The results show clearly that Nembutal given at a particular time in the light-dark cycle produced a 1-day delay in the peak of the estrous activity cycle. Although no systematic attempt was made to determine the critical period for delaying peak activity, evidence gathered in the preliminary study indicates that when Nembutal was given at 3.00 p.m. on the day of proestrus the delay did not occur. The effect obtained in the experiment is analogous to the delay in ovulation produced by Everett and Sawyer [1], and the inference is that the delay in peak activity and in ovulation occurred together. In this experiment, however, no attempt was made to determine whether ovulation was delayed. The parallelism between the two effects suggests that delay in peak activity is the result of the prolongation of the life of the follicles to be ovulated.

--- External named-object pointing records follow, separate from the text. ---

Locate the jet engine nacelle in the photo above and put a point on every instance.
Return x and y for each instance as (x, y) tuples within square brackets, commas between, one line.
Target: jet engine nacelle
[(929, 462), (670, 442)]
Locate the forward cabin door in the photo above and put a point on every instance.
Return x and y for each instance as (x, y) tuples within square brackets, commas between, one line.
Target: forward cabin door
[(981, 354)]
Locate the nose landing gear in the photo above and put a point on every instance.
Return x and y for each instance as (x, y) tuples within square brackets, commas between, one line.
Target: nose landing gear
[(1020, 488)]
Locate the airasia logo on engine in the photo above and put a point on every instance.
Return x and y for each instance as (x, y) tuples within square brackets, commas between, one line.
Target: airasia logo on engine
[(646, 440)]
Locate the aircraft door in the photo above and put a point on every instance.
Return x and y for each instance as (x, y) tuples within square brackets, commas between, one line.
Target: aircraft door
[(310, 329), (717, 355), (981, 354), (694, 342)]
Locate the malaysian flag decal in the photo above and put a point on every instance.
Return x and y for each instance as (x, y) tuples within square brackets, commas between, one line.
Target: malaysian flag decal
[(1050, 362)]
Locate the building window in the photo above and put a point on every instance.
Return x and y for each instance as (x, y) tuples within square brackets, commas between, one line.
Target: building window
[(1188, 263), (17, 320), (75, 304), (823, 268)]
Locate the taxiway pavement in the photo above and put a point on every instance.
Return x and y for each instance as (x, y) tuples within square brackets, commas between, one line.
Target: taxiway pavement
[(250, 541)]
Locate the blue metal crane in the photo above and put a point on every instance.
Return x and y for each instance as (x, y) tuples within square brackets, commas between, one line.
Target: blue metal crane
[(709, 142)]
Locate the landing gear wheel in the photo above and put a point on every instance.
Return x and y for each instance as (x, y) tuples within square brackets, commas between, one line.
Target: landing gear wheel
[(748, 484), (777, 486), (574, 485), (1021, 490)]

Since such a delay is produced in the intact animal, this experiment provides a new approach for the analysis of hormonal mechanisms regulating the estrous activity cycle. By blocking ovulation and extending the life of the follicle we have retarded the hormonal clock by one day without destroying the processes producing cycling. By experimental manipulation of follicular development we should be able to produce parrallel changes in the estrous activity cycle.
REFERENCE 1. Everett, J. W. and C. H. Sawyer. A 24-hour Periodicity in the "LH-release apparatus" of female rats, disclosed by barbiturate sedation. Endocrinology47: 198-218, t950.